My rabbi, whose scholarship and breadth of knowledge I respect, couldn’t see the obvious because whenever he read the story he couldn’t get out of his head the image of Nimrod climbing up a tall tower with an outstretched sword ready to ascend the heavens and engage God in combat.

I have no desire to mock Midrash. As someone who studied it in university, I really do appreciate its beauty and depth, but we must never forget that a Midrash is what it claims to be: “drash” and not “pshat”. Before we even begin to teach our children “drash” let’s first try to teach them “pshat”.


  1. "Some midrashim are cute"??

    Without disagreeing with the premise that we can focus on the text of the Chumash even independent of the midrashim, I think we owe the midrashim the same seriousness of inquiry -- as midrash. Thus: WHY do Hazal teach that Avraham broke his father's idols, that Pharaoh's daughter's arm extended, that only one frog came out of the Nile, that Rivka married at the age of 3, and, of course, that the Tower of Babel closed a hole in the sky. The texts of midrash themselves generally reveal a level of sophistication themselves, including a profound understanding the p'shat of the biblical text, beyond the disturbing one-liners that may inhibit serious learning of the yes, exciting biblical text. Perhaps the study of midrash is not for children after all -- but analysis of these same midrashim above has left me with a real appreciation for the savvy and insight of Hazal.

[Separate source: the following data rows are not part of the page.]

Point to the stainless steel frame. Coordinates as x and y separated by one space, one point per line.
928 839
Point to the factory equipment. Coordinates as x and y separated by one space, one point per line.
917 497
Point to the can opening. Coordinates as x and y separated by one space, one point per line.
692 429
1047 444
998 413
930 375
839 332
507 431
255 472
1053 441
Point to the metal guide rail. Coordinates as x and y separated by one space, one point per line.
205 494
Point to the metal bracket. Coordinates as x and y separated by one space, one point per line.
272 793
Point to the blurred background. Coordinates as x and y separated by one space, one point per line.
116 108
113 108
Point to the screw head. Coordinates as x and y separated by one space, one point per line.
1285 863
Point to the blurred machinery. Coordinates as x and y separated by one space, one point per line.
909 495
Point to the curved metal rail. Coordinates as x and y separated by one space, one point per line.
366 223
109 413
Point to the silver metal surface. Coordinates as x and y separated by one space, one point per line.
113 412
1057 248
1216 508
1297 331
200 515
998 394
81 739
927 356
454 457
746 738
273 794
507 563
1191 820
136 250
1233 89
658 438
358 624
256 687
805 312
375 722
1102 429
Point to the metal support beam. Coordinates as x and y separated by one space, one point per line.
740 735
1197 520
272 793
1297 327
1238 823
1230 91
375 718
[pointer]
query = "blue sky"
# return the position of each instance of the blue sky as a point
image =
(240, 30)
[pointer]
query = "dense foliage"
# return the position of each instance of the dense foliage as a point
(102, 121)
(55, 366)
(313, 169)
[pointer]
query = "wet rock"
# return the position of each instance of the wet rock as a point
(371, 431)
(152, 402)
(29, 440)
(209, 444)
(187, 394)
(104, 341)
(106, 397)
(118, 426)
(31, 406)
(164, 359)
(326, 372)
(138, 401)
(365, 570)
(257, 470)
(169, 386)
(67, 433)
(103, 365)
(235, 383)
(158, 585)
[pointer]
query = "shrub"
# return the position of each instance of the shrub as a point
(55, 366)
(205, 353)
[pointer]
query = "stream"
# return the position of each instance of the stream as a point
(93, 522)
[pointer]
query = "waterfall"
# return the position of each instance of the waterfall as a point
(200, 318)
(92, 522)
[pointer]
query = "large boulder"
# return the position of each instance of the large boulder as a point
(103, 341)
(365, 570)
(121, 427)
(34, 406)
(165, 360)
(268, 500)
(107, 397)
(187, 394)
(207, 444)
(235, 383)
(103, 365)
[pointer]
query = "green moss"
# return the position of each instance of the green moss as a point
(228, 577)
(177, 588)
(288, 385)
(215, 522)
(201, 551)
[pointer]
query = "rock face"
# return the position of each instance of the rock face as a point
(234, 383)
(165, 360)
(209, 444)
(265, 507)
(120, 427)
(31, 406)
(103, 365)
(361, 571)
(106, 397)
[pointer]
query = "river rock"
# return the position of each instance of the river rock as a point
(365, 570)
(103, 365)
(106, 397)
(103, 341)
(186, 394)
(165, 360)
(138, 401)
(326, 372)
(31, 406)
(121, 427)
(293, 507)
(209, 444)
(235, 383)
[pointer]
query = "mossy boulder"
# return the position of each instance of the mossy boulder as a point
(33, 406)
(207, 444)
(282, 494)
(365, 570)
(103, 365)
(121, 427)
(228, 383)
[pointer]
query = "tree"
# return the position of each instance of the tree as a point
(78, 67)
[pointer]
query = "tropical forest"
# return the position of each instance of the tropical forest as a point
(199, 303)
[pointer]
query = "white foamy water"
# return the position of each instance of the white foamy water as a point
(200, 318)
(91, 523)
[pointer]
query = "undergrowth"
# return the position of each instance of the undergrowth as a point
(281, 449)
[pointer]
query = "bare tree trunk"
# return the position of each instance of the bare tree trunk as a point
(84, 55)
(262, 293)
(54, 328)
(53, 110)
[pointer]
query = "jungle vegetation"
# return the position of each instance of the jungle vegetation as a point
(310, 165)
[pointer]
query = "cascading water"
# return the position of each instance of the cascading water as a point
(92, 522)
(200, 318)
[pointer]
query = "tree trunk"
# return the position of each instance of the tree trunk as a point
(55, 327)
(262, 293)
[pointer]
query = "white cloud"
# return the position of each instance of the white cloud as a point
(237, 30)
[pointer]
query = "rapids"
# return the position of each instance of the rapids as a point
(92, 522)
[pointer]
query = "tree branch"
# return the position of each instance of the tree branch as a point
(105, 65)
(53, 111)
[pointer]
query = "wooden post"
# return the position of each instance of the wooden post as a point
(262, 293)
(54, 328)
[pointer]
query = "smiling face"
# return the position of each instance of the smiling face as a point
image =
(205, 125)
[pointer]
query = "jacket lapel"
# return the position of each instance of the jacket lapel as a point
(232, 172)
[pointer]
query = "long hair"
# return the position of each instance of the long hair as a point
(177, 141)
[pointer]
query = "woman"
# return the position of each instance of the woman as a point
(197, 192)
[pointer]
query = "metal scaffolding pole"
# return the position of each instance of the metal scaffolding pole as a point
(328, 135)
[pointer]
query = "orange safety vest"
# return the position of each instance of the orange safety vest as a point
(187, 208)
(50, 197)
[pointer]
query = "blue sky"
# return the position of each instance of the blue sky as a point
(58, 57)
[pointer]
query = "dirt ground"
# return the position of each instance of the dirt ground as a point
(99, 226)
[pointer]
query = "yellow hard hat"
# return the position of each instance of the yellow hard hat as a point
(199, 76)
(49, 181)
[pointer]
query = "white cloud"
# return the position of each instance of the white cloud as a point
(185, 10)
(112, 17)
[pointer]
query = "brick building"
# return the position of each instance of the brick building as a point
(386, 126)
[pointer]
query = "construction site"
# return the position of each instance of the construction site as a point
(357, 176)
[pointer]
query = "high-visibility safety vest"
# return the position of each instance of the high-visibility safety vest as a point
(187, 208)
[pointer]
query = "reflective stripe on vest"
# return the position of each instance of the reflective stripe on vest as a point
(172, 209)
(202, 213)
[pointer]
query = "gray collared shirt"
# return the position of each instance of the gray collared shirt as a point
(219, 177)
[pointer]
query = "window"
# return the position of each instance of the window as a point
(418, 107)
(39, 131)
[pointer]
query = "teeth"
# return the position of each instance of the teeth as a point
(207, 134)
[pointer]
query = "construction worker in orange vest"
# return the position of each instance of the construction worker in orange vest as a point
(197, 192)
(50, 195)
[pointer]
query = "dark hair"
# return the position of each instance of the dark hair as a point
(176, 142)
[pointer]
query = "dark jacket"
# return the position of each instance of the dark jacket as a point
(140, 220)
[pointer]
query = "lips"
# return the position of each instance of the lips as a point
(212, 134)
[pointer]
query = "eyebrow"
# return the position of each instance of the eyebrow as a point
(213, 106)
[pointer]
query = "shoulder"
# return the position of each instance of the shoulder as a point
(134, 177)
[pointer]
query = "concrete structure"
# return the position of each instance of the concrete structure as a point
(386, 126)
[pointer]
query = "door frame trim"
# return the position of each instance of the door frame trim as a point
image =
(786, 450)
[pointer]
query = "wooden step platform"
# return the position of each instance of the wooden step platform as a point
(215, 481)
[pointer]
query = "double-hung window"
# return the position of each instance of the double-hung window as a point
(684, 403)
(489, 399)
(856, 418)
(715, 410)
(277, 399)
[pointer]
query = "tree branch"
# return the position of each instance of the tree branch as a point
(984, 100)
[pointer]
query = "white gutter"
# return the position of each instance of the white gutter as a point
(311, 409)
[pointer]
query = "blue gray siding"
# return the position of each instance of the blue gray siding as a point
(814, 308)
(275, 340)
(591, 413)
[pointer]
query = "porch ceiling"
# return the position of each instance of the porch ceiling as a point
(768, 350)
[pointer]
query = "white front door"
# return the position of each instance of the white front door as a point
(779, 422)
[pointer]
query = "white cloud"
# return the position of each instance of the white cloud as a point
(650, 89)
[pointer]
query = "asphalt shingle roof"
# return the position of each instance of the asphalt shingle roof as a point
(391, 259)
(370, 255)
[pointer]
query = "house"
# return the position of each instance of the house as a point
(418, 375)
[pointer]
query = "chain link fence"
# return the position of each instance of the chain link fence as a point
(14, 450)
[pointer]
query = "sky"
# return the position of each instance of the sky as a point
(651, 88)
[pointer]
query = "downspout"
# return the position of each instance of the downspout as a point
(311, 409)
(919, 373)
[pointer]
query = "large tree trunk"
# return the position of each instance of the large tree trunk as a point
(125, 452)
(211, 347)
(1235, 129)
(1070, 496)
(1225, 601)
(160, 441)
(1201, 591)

  2. Penina Kraut addressed this issue in her article "Did Vashti Have a Tail?" -

  3. Midrashim should never "damage our respect for the text" if understood properly. Nor should they be seen as "cute," as that usually reflects only a simplistic understanding of the Midrash. (James Kugel's "In Potiphar's House" gives a straightforward approach to understanding midrashim.)

    At the same time, we need to ask what the goals of the chumash class are. In this case, it seems that the parent's goal for his child (learning the text) is not the same as the teacher's goal of using the text to learn proper midos/hashkafa from Chazal. The latter, though not the former, has plenty of room for Yitzchak showing great mesiras nefesh in allowing himself to be sacrificed, Avraham showing heroism in destroying the idols of his father, etc.

  4. Perhaps the problem is not so much with primary education as with ongoing education. Are teens and adults being taught in a way that enables them to think beyond the way they were taught in grade school?

  5. As a teacher of chumash, I will tell you that it is a very difficult subject to teach properly. You suggest that our teacher's don't know how to teach Chumash properly, yet you have not suggested any method of your own. I would guess that you never taught a class before. Maybe before criticizing all the hard working teacher's of your chidren, try to appreciate what they're doing for your children. As much as you'll probably say that you do appreciate them, your words suggest otherwise.